Wednesday, February 14, 2018

2 in the morning

I got home from dinner with my friend, which went so late and with so much laughing and good talk and wine (finally) that I missed the brass band I'd planned to see for Mardi Gras, but didn't mind. Walked the puppy, got ready for bed, watched a couple of Youtube videos of guinea pigs snuffling around - this is what I do now, because reading the news makes me insane - put on my eye mask, and shut off the light.

I waited. I usually have to wait awhile, but eventually sleep comes. I take a Benadryl most nights, which horrified my acupuncturist (I am now a woman who has an acupuncturist to horrify), but I would rather have the guaranteed sleep. So I took the pill and I waited.

But instead of falling asleep, I fell apart.

I don't know how long it lasted. I sobbed so hard I thought I was going to vomit. I got up and staggered into the bathroom. I sat in front of the toilet, curled into a ball of horror, mouth open, tears so wet they had almost no salt at all, and I wailed "My baby, my baby, my baby, my baby, my baby."

By 3:30 I was back in bed. The tears would stop, and then they'd start again, pumping up and hot without any apparent beginning or end. The deep and dwelling cramps inside me, the cramps of lost time and emotional energy and pain and possibility, drove me to cry harder.

I got back up, not caring about my body anymore, fuck all the supplements and the fucking acupuncture and the kale shakes every morning and all that shit, that fucking waste of time bullshit nonsense. I cracked my sole secret stash opioid pain pill in two halves, and swallowed one. I went back to bed.

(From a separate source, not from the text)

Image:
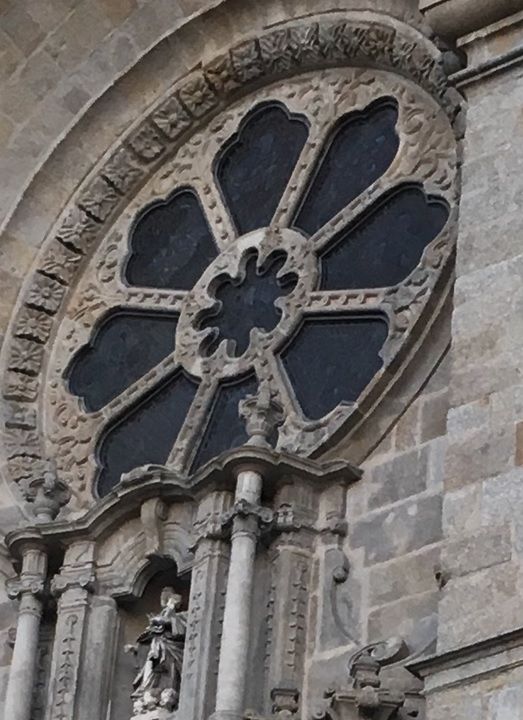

It's interesting, that physical pain and emotional pain operate on the same neural pathways. The half pill did what I asked it to. I got heavier. I felt more calm. Calm enough I could fall into a tight, balled half sleep.

Five or six hours later I woke up sore, like I'd been in a fight. My eyelids swollen. I dragged myself into the kitchen, heated up yesterday's coffee, sat at the computer, and started to cry again.

The dog asked to go out. "Okay," I said. I suited up in boots and coat, face puffy and pink, hair askew, and we got in the elevator, slow and unwilling.

"Good morning," said the elevator man. "Happy Valentines Day."